Só a partir desse raio-x é que a Receita determinará a linha de corte, ou seja, qual o volume de produção mínimo para que as empresas de refrigerantes sejam obrigadas a instalar os medidores. Na indústria da cerveja, o limite estabelecido foi de 5 milhões de litros por ano – o que exclui apenas as microcervejarias. “Nosso objetivo é cobrir a maior parte do risco tributário e certamente será menor do que 5 milhões”, afirma Flávio Araújo, coordenador-geral substituto de fiscalização da Receita. O cronograma de instalação também será estabelecido a partir da coleta desses dados.


Dados do Etco, Instituto Brasileiro de Ética Concorrencial, indicam que a sonegação na indústria de refrigerantes gira entre 25% e 30%, o equivalente a R$ 620 milhões ao ano. Nas cervejarias, antes dos medidores falava-se em uma sonegação da ordem de 15% ou R$ 720 milhões anuais. Segundo a entidade, considerando-se os impostos, custos de matéria-prima e produção, é impossível vender uma garrafa de dois litros por menos de R$ 1,20 ao consumidor. Mas os refrigerantes regionais são vendidos em média por R$ 0,90 e em promoção chegam a R$ 0,59, informa o Etco.


O efeito “Big Brother”, como a própria indústria diz, foi benéfico para a indústria de cervejas. Segundo a Receita Federal, entre os fabricantes de cerveja a arrecadação já subiu 15% (ver texto ao lado) após a instalação dos medidores.


Para Ricardo Gonçalves Pinto, gerente de tributos da AmBev, o efeito psicológico já foi positivo. “Antes mesmo da colocação dos aparelhos, as empresas começaram a entrar na formalidade para evitar o efeito do dia seguinte.”

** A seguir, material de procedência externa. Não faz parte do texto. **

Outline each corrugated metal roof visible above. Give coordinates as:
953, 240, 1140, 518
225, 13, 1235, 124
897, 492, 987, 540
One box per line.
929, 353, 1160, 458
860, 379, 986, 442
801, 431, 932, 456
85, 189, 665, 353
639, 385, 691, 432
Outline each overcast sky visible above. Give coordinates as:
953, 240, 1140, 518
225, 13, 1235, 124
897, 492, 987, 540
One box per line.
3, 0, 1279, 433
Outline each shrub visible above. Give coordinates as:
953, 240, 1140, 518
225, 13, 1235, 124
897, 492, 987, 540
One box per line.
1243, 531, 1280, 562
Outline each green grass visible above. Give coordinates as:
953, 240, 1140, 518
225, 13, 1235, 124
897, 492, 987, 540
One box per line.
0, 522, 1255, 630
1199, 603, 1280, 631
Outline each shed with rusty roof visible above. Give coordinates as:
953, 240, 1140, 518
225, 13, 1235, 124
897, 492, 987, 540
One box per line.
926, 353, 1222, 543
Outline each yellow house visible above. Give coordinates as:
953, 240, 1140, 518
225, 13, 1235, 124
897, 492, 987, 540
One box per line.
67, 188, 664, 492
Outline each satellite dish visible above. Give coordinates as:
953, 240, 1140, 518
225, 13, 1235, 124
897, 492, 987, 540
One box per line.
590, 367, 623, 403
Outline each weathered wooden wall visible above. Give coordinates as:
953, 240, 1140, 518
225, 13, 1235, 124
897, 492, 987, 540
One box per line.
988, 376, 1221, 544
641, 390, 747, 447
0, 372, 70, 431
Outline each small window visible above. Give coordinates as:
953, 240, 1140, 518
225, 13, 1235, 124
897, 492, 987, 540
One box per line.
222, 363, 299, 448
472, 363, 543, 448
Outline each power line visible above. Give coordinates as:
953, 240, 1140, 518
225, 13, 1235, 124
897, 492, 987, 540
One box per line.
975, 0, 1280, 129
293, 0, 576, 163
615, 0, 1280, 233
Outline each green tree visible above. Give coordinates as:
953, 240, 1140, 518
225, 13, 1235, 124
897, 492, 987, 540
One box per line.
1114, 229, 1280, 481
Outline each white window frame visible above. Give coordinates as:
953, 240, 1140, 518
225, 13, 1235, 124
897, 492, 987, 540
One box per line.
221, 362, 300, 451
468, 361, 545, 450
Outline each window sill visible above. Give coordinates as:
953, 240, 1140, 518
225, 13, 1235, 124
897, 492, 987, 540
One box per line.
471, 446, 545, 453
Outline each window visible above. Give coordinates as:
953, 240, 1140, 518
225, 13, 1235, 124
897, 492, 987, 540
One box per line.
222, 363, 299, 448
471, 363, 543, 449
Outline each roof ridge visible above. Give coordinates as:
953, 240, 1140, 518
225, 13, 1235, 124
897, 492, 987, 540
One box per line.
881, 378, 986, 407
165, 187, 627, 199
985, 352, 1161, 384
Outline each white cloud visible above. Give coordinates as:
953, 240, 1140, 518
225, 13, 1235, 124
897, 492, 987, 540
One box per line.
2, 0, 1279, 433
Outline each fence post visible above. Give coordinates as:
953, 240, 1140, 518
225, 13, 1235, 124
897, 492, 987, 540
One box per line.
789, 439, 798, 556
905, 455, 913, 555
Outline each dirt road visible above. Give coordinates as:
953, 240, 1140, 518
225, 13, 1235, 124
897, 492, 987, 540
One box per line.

O custo dos medidores, no entanto, pode ser um entrave importante para o controle da indústria de refrigerantes. O preço médio do aparelho oscila entre R$ 80 mil e R$ 100 mil e cada linha de envase precisa de um. Até na indústria cervejeira – composta por companhias maiores – o sindicato do setor (Sindicerv) arcou com o custo de instalação em duas empresas: Krill e Malta.


“Estamos conversando com a própria Receita e com os estados para que haja algum crédito para os fabricantes, em função do aumento da arrecadação”, diz Hoche Pulcheiro, presidente da Abir, (Associação Brasileira das Indústrias de Refrigerantes e Bebidas Não Alcoólicas). Segundo Pulcheiro, a entidade não trabalha com a hipótese de financiar medidores.


A chegada da embalagem PET na década de 90 foi um marco para o mercado de refrigerantes. Com baixo custo de produção, a resina PET democratizou o setor e estimulou a abertura de várias empresas – que inundaram os pontos-de-venda com as chamadas tubaínas. Boa parte delas, de acordo com a Abir, não paga integralmente os impostos. “Os medidores ajudarão a equilibrar o setor”, diz Pulcheiro.


Com uma política de preços ancorada na sonegação de impostos e sem construção de marca, muitas empresas pequenas estão com dificuldade de se manter, explica o presidente da Abir. “Este ano já foi muito difícil, pois, com a melhora da renda, os consumidores migram para marcas conhecidas.” Segundo dados AC Nielsen, em 2003, os fabricantes de menor porte representavam 31,2% do mercado. Em 2005, até novembro, sua fatia já havia sido reduzida para 27,1%.


O aumento da carga tributária contribui para esse cenário. No Brasil, em cada garrafa PET de 2 litros, 35% do preço são impostos. Na França, a tributação é de 5,5%, nos Estados Unidos, 8,5% e na Argentina, 21%.